Fraunhofer FEP scientists have developed a new micropatterning approach for OLEDs on silicon substrates, which could potentially eliminate the use of colour filters and shadow masks and allow full-colour displays to be developed by means of a new process.
An increase in efficiency and considerably broader colour gamut have already been demonstrated in first experiments. The results will be presented at IMID 2018 in Busan, South Korea, 29-31 August.
OLED microdisplays are increasingly establishing themselves in consumer-ready in virtual reality (VR) and augmented reality (AR) wearables. Apart from the more obvious use in gaming and entertainment, AR and VR is moving into ever more applications, such as Industrial 4.0 programs and products, medical technology, advertising, and the education sector.
Thanks to the shallow overall depth that results from the self-luminous properties of OLEDs and their excellent contrast ratios, manufacturers are turning to OLED microdisplays for AR/VR glasses. However, there are still some technological challenges that need to be mastered in order to exploit the full potential of OLED technology for use in consumer-ready data glasses and other AR/VR applications. Very high brightness and efficiency, good yields for large chip areas, curved surfaces, integrated eye tracking, and transparent substrates are some of the parameters that need to be met.
Currently, OLED technology faces the hurdle that full-colour displays can only be realised by using colour filters or shadow masks, which limit OLED efficiency and resolution. Fraunhofer scientists are working on new approaches to fabricate microdisplays that provide high resolution while at the same time offer high efficiency and long operating life time. The patterning of the organic layers of OLEDs is one of the greatest challenges, since conventional methods such as photolithography cannot be used with organic semiconductor materials. The use of electron beam technology for microstructuring was successfully demonstrated at the Fraunhofer FEP two years ago. Using its patented process, FEP was able to modify the emission of an OLED through the existing encapsulation layer to create any feature imaginable and even produce high-resolution grayscale images.
Further development of the electron beam process has now achieved full-colour OLED without using colour filters or shadow masks. To create red, green, and blue pixels, an organic layer of the OLED itself is ablated by a thermal electron beam process. This patterning causes a change to the thickness of the layer stack, which makes the emission of different colours possible. This is the first major step towards the development of full-colour displays without the use of restrictive colour filters in the process.
'With our electron-beam process it is possible to thermally structure even these sensitive organic materials without damaging the underlying layer,' explained Elisabeth Bodenstein, developer in the Fraunhofer FEP project team.
The results were obtained by simulating and initially estimating the HTL (hole transport layer) thicknesses that are produced by the electron beam. The researchers actually achieved the decoupling of red, green, and blue emissions from the white OLED. Following proof of concept at Fraunhofer FEP, these colors were demonstrated on the first test substrates, exhibiting comparable OLED performance.
In addition to using this new process for OLEDs, electron beam processing can also be used for other applications in organic electronics and inorganic layers. Moreover, the electron-beam patterning process is very adaptable and can also be employed in the areas of photovoltaics, MEMS, and thin-film technology.
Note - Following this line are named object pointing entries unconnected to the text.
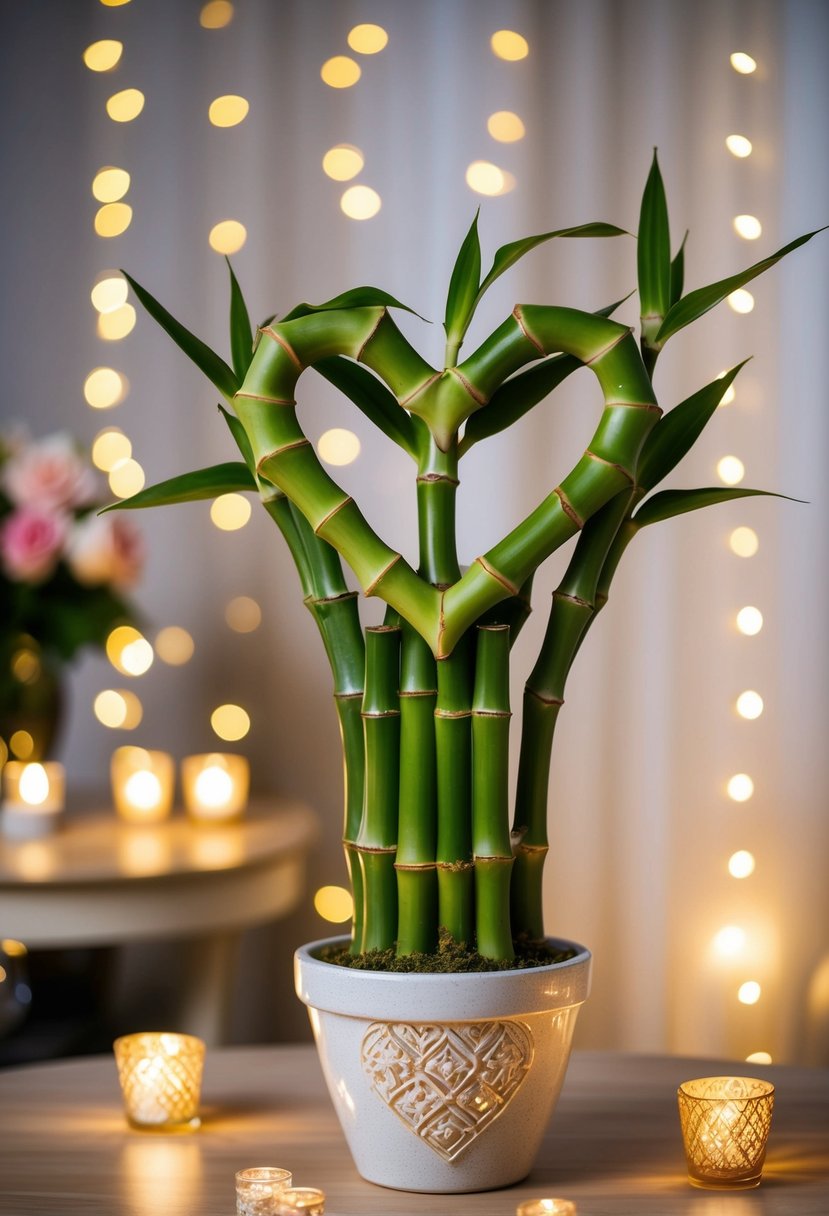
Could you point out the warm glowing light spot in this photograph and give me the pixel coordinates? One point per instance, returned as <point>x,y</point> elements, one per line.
<point>340,72</point>
<point>116,325</point>
<point>343,162</point>
<point>21,744</point>
<point>743,62</point>
<point>144,789</point>
<point>229,111</point>
<point>508,45</point>
<point>124,106</point>
<point>740,787</point>
<point>505,127</point>
<point>744,541</point>
<point>749,992</point>
<point>215,15</point>
<point>127,478</point>
<point>731,469</point>
<point>739,146</point>
<point>243,614</point>
<point>227,236</point>
<point>33,784</point>
<point>112,219</point>
<point>110,293</point>
<point>740,863</point>
<point>485,178</point>
<point>367,39</point>
<point>729,940</point>
<point>749,704</point>
<point>740,300</point>
<point>174,646</point>
<point>103,56</point>
<point>338,446</point>
<point>749,620</point>
<point>230,722</point>
<point>103,388</point>
<point>230,512</point>
<point>360,202</point>
<point>118,709</point>
<point>748,226</point>
<point>333,904</point>
<point>108,448</point>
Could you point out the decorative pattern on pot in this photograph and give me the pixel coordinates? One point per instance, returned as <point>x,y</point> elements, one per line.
<point>447,1084</point>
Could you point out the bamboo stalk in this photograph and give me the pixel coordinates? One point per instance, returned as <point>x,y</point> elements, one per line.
<point>490,793</point>
<point>377,838</point>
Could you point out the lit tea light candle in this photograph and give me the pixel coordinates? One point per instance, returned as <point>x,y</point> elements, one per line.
<point>300,1199</point>
<point>258,1188</point>
<point>725,1127</point>
<point>33,799</point>
<point>142,783</point>
<point>546,1208</point>
<point>215,786</point>
<point>161,1079</point>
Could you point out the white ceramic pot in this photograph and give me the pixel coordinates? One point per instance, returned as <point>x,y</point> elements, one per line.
<point>443,1082</point>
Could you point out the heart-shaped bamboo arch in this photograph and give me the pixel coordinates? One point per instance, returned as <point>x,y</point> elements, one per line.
<point>443,401</point>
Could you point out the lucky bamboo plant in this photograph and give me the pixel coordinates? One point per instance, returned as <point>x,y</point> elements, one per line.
<point>423,699</point>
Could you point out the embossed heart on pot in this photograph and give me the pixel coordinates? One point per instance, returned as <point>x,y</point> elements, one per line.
<point>424,410</point>
<point>447,1082</point>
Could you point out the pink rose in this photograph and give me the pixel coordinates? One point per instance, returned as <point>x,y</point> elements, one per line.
<point>106,549</point>
<point>30,542</point>
<point>50,473</point>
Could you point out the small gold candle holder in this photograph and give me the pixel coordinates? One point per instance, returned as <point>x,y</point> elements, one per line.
<point>258,1189</point>
<point>546,1208</point>
<point>300,1199</point>
<point>215,786</point>
<point>33,799</point>
<point>725,1129</point>
<point>161,1080</point>
<point>142,784</point>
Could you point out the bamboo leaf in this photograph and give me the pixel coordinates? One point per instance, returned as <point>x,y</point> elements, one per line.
<point>359,297</point>
<point>697,303</point>
<point>676,502</point>
<point>203,483</point>
<point>207,360</point>
<point>678,429</point>
<point>372,398</point>
<point>654,253</point>
<point>241,437</point>
<point>241,337</point>
<point>519,394</point>
<point>678,271</point>
<point>463,286</point>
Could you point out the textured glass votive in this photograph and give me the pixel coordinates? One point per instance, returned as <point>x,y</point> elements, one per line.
<point>161,1080</point>
<point>725,1129</point>
<point>546,1208</point>
<point>300,1199</point>
<point>258,1189</point>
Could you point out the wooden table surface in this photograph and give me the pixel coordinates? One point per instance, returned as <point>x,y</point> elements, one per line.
<point>613,1147</point>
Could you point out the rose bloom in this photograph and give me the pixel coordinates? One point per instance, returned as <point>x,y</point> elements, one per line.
<point>30,542</point>
<point>50,473</point>
<point>105,549</point>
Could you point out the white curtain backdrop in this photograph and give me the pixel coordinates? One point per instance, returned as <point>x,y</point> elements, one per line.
<point>641,823</point>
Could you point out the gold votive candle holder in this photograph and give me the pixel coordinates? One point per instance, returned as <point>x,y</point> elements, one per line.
<point>546,1208</point>
<point>258,1189</point>
<point>300,1199</point>
<point>215,786</point>
<point>32,799</point>
<point>161,1080</point>
<point>725,1129</point>
<point>142,783</point>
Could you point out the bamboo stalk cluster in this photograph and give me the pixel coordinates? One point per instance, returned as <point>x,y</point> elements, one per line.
<point>423,704</point>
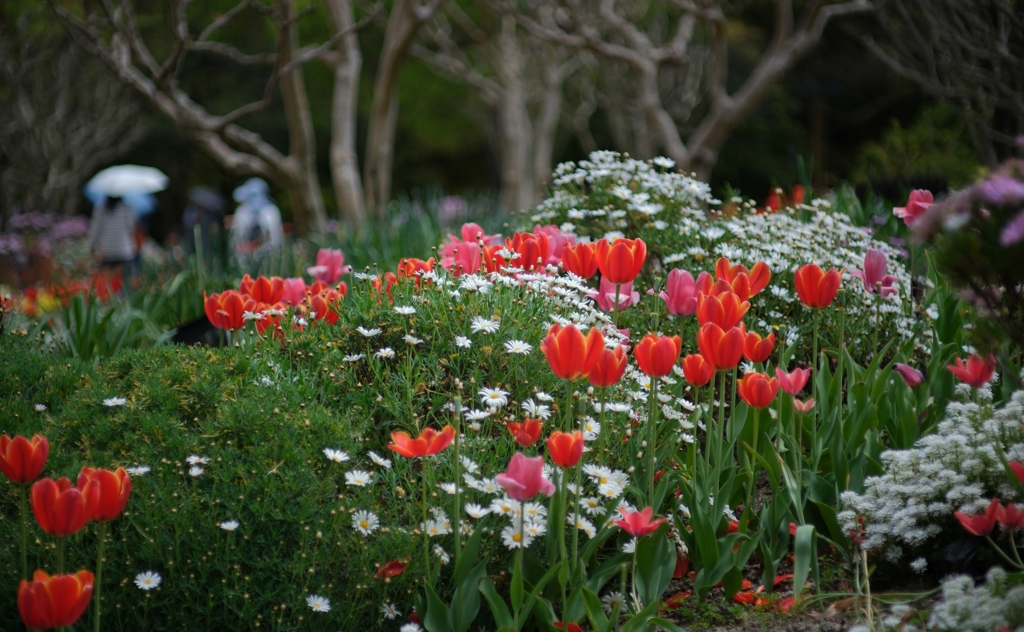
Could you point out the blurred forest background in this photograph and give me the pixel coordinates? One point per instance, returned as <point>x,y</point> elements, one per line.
<point>482,96</point>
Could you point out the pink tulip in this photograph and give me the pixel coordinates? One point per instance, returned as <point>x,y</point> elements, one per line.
<point>794,381</point>
<point>873,276</point>
<point>911,376</point>
<point>918,203</point>
<point>681,291</point>
<point>605,297</point>
<point>330,265</point>
<point>295,291</point>
<point>524,478</point>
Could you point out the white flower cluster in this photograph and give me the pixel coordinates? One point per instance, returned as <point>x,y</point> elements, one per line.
<point>957,468</point>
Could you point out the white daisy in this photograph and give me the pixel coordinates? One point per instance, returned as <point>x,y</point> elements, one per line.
<point>366,522</point>
<point>358,477</point>
<point>479,325</point>
<point>379,460</point>
<point>147,580</point>
<point>318,603</point>
<point>337,456</point>
<point>518,346</point>
<point>494,397</point>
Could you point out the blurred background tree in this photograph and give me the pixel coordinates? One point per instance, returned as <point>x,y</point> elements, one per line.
<point>474,95</point>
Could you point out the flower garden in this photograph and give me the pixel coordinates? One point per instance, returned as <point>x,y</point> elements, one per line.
<point>643,408</point>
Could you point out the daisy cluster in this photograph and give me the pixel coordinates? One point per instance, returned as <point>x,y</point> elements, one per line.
<point>957,468</point>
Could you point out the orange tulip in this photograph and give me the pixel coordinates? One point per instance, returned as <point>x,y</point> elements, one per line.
<point>622,260</point>
<point>263,290</point>
<point>657,354</point>
<point>532,250</point>
<point>609,368</point>
<point>564,449</point>
<point>224,310</point>
<point>527,432</point>
<point>757,389</point>
<point>429,443</point>
<point>757,348</point>
<point>581,259</point>
<point>22,460</point>
<point>61,509</point>
<point>569,354</point>
<point>697,370</point>
<point>114,491</point>
<point>726,310</point>
<point>55,601</point>
<point>722,348</point>
<point>816,289</point>
<point>744,283</point>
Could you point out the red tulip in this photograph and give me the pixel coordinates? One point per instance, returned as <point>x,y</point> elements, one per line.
<point>114,491</point>
<point>22,460</point>
<point>1011,517</point>
<point>816,289</point>
<point>697,370</point>
<point>757,348</point>
<point>724,309</point>
<point>224,310</point>
<point>263,290</point>
<point>581,259</point>
<point>429,443</point>
<point>657,354</point>
<point>532,250</point>
<point>61,509</point>
<point>794,381</point>
<point>621,261</point>
<point>638,523</point>
<point>609,368</point>
<point>527,432</point>
<point>980,524</point>
<point>722,348</point>
<point>757,389</point>
<point>55,601</point>
<point>564,449</point>
<point>569,354</point>
<point>977,372</point>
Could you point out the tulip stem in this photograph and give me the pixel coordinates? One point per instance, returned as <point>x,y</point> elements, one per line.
<point>101,529</point>
<point>25,553</point>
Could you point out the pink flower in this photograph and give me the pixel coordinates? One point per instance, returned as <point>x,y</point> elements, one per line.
<point>330,265</point>
<point>295,291</point>
<point>911,376</point>
<point>794,381</point>
<point>638,523</point>
<point>681,291</point>
<point>605,297</point>
<point>875,277</point>
<point>524,478</point>
<point>916,204</point>
<point>977,372</point>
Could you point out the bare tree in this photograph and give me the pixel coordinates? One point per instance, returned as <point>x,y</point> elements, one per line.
<point>519,77</point>
<point>64,118</point>
<point>403,23</point>
<point>627,35</point>
<point>968,53</point>
<point>111,31</point>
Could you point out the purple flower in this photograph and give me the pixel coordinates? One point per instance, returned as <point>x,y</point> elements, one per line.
<point>875,277</point>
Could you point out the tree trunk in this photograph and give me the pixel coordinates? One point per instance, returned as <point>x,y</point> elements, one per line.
<point>344,162</point>
<point>306,201</point>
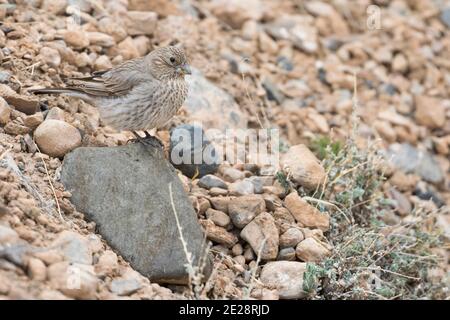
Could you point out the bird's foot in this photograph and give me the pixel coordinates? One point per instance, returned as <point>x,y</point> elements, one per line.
<point>147,140</point>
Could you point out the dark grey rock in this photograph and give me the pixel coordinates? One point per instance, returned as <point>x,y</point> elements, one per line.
<point>445,17</point>
<point>209,181</point>
<point>191,152</point>
<point>125,190</point>
<point>411,160</point>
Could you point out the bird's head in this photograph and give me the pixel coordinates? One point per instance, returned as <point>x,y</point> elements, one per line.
<point>169,63</point>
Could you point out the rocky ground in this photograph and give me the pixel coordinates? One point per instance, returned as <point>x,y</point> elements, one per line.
<point>360,208</point>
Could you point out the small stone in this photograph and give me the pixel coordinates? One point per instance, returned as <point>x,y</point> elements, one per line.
<point>402,204</point>
<point>218,192</point>
<point>220,203</point>
<point>273,93</point>
<point>50,56</point>
<point>77,39</point>
<point>141,22</point>
<point>303,167</point>
<point>5,112</point>
<point>311,250</point>
<point>267,44</point>
<point>243,209</point>
<point>291,238</point>
<point>430,112</point>
<point>55,113</point>
<point>237,250</point>
<point>412,160</point>
<point>26,104</point>
<point>240,188</point>
<point>74,247</point>
<point>5,76</point>
<point>7,235</point>
<point>262,235</point>
<point>306,214</point>
<point>125,287</point>
<point>287,254</point>
<point>445,17</point>
<point>100,39</point>
<point>56,7</point>
<point>56,137</point>
<point>107,263</point>
<point>218,234</point>
<point>218,217</point>
<point>400,64</point>
<point>33,121</point>
<point>232,174</point>
<point>258,184</point>
<point>14,128</point>
<point>37,270</point>
<point>210,181</point>
<point>75,280</point>
<point>249,255</point>
<point>286,277</point>
<point>49,257</point>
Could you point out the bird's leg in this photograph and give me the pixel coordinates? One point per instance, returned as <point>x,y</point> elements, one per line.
<point>147,140</point>
<point>152,140</point>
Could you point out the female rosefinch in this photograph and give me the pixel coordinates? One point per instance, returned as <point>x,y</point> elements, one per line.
<point>139,94</point>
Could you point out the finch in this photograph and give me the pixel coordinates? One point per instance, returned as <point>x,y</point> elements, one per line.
<point>139,94</point>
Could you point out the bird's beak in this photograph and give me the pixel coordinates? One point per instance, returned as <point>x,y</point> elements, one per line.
<point>186,69</point>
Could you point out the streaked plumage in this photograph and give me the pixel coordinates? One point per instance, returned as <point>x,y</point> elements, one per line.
<point>140,94</point>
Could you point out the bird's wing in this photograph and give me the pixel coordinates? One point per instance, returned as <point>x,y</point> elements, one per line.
<point>114,82</point>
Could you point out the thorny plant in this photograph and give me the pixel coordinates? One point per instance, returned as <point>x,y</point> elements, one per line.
<point>371,259</point>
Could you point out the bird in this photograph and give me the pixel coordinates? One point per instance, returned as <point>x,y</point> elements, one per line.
<point>138,95</point>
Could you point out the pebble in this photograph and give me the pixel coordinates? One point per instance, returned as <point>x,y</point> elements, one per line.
<point>243,209</point>
<point>303,167</point>
<point>287,254</point>
<point>311,250</point>
<point>7,235</point>
<point>305,213</point>
<point>219,218</point>
<point>232,174</point>
<point>75,280</point>
<point>240,188</point>
<point>50,57</point>
<point>262,235</point>
<point>37,269</point>
<point>210,181</point>
<point>125,287</point>
<point>74,247</point>
<point>291,237</point>
<point>430,112</point>
<point>56,137</point>
<point>5,112</point>
<point>218,234</point>
<point>286,277</point>
<point>100,39</point>
<point>77,39</point>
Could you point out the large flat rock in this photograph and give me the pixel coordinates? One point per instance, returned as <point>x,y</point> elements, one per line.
<point>125,190</point>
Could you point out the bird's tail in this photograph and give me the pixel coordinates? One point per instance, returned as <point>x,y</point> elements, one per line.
<point>67,91</point>
<point>51,91</point>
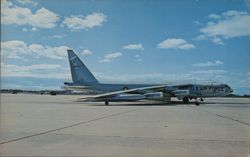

Now Fraunhofer FEP scientists are approaching the next milestones, having completed the promising preparatory work. The main goal in the coming years is to use this new method in jointly developing fabrication of OLED microdisplays with partners and establish it in the industry through licensing. To do this, the features will be further miniaturised and the process optimised by working together with interested partners from industry. The next step planned is to integrate the micropatterning into existing processes in order to gain further know-how jointly with industrial partners. This should enable future transfer of the test results into an existing process line to be worked out in order to facilitate establishing the technology at the industrial level at a later date.
In parallel, the scientists are also planning an enhanced simulation of OLEDs. The OLED colour spectrum will be broadened by suitably modifying the materials and layer thicknesses. In this way, the prospective incorporation the displays in data glasses for special applications such as in industrial manufacturing and medicine should be opened up with the new process.
The development of the new technology is the result of a project funded by the Fraunhofer-Gesellschaft. Now the scientists are ready for specific advanced development of the technology through partnerships and joint projects with display, plant, material and system manufacturers.